The answer is that many people are approved for Social Security Disability and Supplemental Security income based solely on osteoarthritis. However, like almost all medical conditions that can form a basis for a Social Security Disability claim, the diagnosis of osteoarthritis alone is not enough.
The most important factors are
- where you have the osteoarthritis
- how severe it is
- how well you have responded to treatment
- how severely it affects what you are able to do.
Osteoarthritis is very common, especially as we age. It can affect many different joints in the body, but the joints that I see most often in connection with disability cases are the knees and the hips.

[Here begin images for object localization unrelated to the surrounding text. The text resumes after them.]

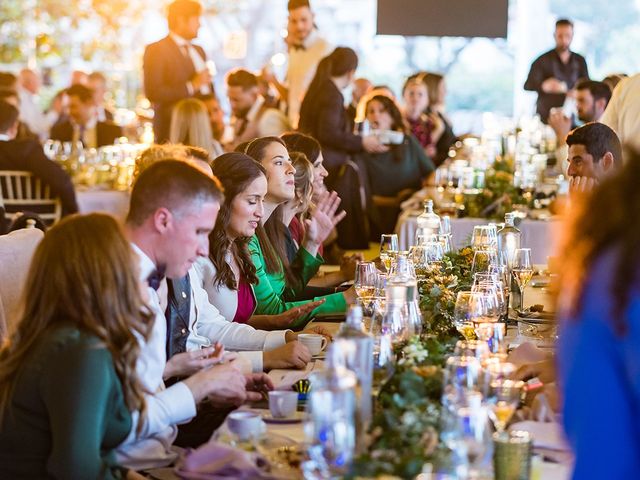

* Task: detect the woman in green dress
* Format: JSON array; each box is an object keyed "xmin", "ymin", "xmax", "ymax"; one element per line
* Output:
[
  {"xmin": 243, "ymin": 137, "xmax": 357, "ymax": 329},
  {"xmin": 0, "ymin": 213, "xmax": 152, "ymax": 479}
]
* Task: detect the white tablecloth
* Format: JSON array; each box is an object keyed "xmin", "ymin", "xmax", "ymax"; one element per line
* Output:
[
  {"xmin": 76, "ymin": 188, "xmax": 130, "ymax": 221},
  {"xmin": 395, "ymin": 211, "xmax": 559, "ymax": 265}
]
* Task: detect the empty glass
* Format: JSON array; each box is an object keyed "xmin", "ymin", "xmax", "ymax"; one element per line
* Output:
[
  {"xmin": 471, "ymin": 225, "xmax": 498, "ymax": 251},
  {"xmin": 471, "ymin": 249, "xmax": 499, "ymax": 276}
]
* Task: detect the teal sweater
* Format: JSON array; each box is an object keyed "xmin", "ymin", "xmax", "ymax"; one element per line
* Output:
[
  {"xmin": 249, "ymin": 235, "xmax": 347, "ymax": 329},
  {"xmin": 0, "ymin": 325, "xmax": 131, "ymax": 479}
]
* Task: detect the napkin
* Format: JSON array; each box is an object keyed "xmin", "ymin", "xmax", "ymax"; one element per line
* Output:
[
  {"xmin": 510, "ymin": 421, "xmax": 570, "ymax": 452},
  {"xmin": 174, "ymin": 441, "xmax": 274, "ymax": 479},
  {"xmin": 507, "ymin": 341, "xmax": 549, "ymax": 366}
]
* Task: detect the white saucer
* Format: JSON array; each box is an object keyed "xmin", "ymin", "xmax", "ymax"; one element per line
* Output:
[{"xmin": 261, "ymin": 411, "xmax": 305, "ymax": 424}]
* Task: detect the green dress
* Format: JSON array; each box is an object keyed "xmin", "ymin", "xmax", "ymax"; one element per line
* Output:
[
  {"xmin": 0, "ymin": 325, "xmax": 132, "ymax": 479},
  {"xmin": 249, "ymin": 236, "xmax": 347, "ymax": 329}
]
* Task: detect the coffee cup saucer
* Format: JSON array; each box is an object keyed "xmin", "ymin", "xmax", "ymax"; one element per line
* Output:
[{"xmin": 260, "ymin": 411, "xmax": 305, "ymax": 424}]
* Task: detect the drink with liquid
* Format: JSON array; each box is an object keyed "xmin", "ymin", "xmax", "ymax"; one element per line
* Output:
[
  {"xmin": 355, "ymin": 286, "xmax": 376, "ymax": 299},
  {"xmin": 380, "ymin": 250, "xmax": 397, "ymax": 271},
  {"xmin": 488, "ymin": 401, "xmax": 517, "ymax": 431},
  {"xmin": 512, "ymin": 269, "xmax": 533, "ymax": 290}
]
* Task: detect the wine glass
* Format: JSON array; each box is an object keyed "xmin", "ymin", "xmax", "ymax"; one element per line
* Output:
[
  {"xmin": 371, "ymin": 333, "xmax": 394, "ymax": 396},
  {"xmin": 379, "ymin": 234, "xmax": 399, "ymax": 272},
  {"xmin": 471, "ymin": 225, "xmax": 497, "ymax": 251},
  {"xmin": 453, "ymin": 291, "xmax": 488, "ymax": 340},
  {"xmin": 484, "ymin": 362, "xmax": 523, "ymax": 433},
  {"xmin": 512, "ymin": 248, "xmax": 533, "ymax": 311},
  {"xmin": 454, "ymin": 340, "xmax": 491, "ymax": 363},
  {"xmin": 471, "ymin": 249, "xmax": 498, "ymax": 276},
  {"xmin": 354, "ymin": 261, "xmax": 377, "ymax": 301},
  {"xmin": 444, "ymin": 356, "xmax": 483, "ymax": 396}
]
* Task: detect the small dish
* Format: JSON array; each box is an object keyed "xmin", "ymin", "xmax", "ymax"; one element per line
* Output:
[{"xmin": 261, "ymin": 411, "xmax": 306, "ymax": 424}]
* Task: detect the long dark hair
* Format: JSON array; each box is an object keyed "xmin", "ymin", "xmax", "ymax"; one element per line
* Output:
[
  {"xmin": 0, "ymin": 214, "xmax": 152, "ymax": 427},
  {"xmin": 210, "ymin": 153, "xmax": 266, "ymax": 289},
  {"xmin": 244, "ymin": 137, "xmax": 296, "ymax": 285},
  {"xmin": 281, "ymin": 131, "xmax": 322, "ymax": 163},
  {"xmin": 557, "ymin": 151, "xmax": 640, "ymax": 336}
]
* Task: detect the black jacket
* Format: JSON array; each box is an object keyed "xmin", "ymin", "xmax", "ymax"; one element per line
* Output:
[
  {"xmin": 0, "ymin": 139, "xmax": 78, "ymax": 217},
  {"xmin": 50, "ymin": 120, "xmax": 123, "ymax": 148}
]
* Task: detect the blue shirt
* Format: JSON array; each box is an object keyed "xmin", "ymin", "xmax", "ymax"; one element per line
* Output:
[{"xmin": 559, "ymin": 247, "xmax": 640, "ymax": 479}]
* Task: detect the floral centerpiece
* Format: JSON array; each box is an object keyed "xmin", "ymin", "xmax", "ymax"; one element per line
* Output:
[
  {"xmin": 350, "ymin": 247, "xmax": 476, "ymax": 478},
  {"xmin": 464, "ymin": 170, "xmax": 526, "ymax": 220}
]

It makes sense because knees and hips are some of the joints that help us stand, walk, stoop, and generally help us get around, which are functions important to most jobs. Fortunately medical treatment can often alleviate or at least improve symptoms of osteoarthritis, but this is not true for everyone.
In addition to medications and lifestyle changes (such as losing weight) sometimes surgery can improve your ability to function, such as artificial joint replacements.
When it comes to Social Security disability, how severe your osteoarthritis is, how well it has responded to treatment, and how it affects what you are able to do on a daily basis are some of the most important factors that the Social Security Administration will consider.
If you are unable to work because of osteoarthritis and are considering applying for Social Security Disability, it is very important that you are getting medical treatment to document the nature and extent of your osteoarthritis, and to hopefully get you some relief from your symptoms.
The Social Security administration will consider what you say about how your osteoarthritis affects you, but they often give more weight to what your doctor says about the nature and severity of your medical problems.